Hello everyone! Two weeks ago, I included a couple of my answers from a recent interview about debt free living and how living without debt relates to my faith. Here are two more of those interview questions and in a future newsletter, we'll include the final part, my answer to the top lessons I would give a family or even a single person who is dealing with a tight budget.
-Jill
Interviewer: I have read some incredible stories of God's provision on your blog and website. Would you share some of your favorites? Include some of your own!
I know people get excited about all the big things God provides for us, but more times than not it is the little things that blow my mind. Once, during very hard times, my folks paid for us to drive back for a visit. The day we got back I ran to the grocery store while my husband unloaded the car and gave a piano lesson.
When I got to the store, I walked past the tomatoes and stood looking. What I wouldn't have given just to taste a tomato. It had been so long but I only had enough money for bread and milk, so I shrugged and went on. When I arrived at the checkout counter, I saw the people in front of me picking out magazines and putting them in their carts and once again I thought, "Wouldn't it be nice to have a magazine to read?" Still, I didn't dwell on it and went ahead and checked out.
I arrived home and there on the table sat not one or two but a huge box of home grown tomatoes. I went running through the house so excited to find out where they had come from and there on the piano bench sat 3 stacks of decorating magazines with about 15 magazines in each stack. My husband walked in to find me in a state of shock. The piano student had brought the tomatoes and my grandmother had had my husband stick the magazines in the car before we left for home and I hadn't seen them.
Coincidence? I don't think so.
I had a 40 year old roof which leaked like crazy, but I was barely able to pay our basic living costs, much less pay for a new roof. I messed with it for years. It would leak so bad that, if it rained while we were at church, the 5 gallon bucket in the attic would fill up and still leak into the living room. We finally figured out how to set our large shop vac just so under the leak in the living room. Then we ran the hose from it into another 5 gallon bucket so it would over flow in the attic bucket into the shop vac down the hose and into the last bucket. Clever huh? But a real pain. Finally, we ended up putting a child's swimming pool in the attic because the leak became so large.
One night we had a terrible storm and I was standing outside looking at the shingles from my roof laying in the driveway. I was chuckling to myself thinking, "At this rate they won't need to tear off any of the 3 layers of old shingles by the time I can get it fixed."
A neighbor happened to walk by and asked "Have you thought about calling your insurance company?" He said, "To be honest, 90% of the time they won't fix it, but you might try." I took his advice and out came the adjuster. He said, "We will fix it and even pay for painting the inside and the carpet where it leaked." I was beside myself with excitement... but then he said, "We'll pay for it-- you only need to come up with a $1500 deductible."
I crashed.
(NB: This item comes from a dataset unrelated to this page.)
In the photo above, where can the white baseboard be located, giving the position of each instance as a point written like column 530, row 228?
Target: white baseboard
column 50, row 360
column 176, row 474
I had no where to get $50, let alone $1500. I told him there was no way I could come up with the money and thanked him. He said he had to crunch the numbers and file a report anyway and would call me tomorrow. He was a rather harsh and intimidating man and as he walked away, instantly, the story of Nehemiah came to my mind. I prayed like crazy that God would soften the man's heart the same way Nehemiah did the king's heart.
The next day the adjuster called and couldn't have been nicer. He said, "I stayed up late last night and re-figured your numbers. If we do this and this and this, I think we can make so you don't have to pay a penny."
In two weeks I had a free new roof.
Interviewer: Have you seen an uptick in traffic in the last year? Book sales up? Do you have any statistics?
Our book sales have steadily increased but the increase has not been any greater than that of any of the other businesses I have had in the past. You would think with these "hard economic times" that our books would be flying off of the shelves, but I am not surprised that people aren't falling all over themselves to learn to how to get out of debt.
We had a business for many years selling player piano and nickelodeon parts. I was always fascinated that these instruments had been so popular during the Depression when money was so tight. After doing some research, I found that statistics show, when times get hard financially, people spend their money, no matter how bad it gets, on two things to help relieve the stress-- entertainment and beauty products.
That really makes sense because look what people are buying so much of now-- big screen TV's, vacations, trips to the spa, make up, having their hair done-- and don't forget comfort foods and large sizes of fast foods and restaurant food. It is human nature to want to buy something to make our "flesh" feel better rather than to buy a book teaching us how to get out of debt and stop spending, which is exactly what the flesh doesn't want to do.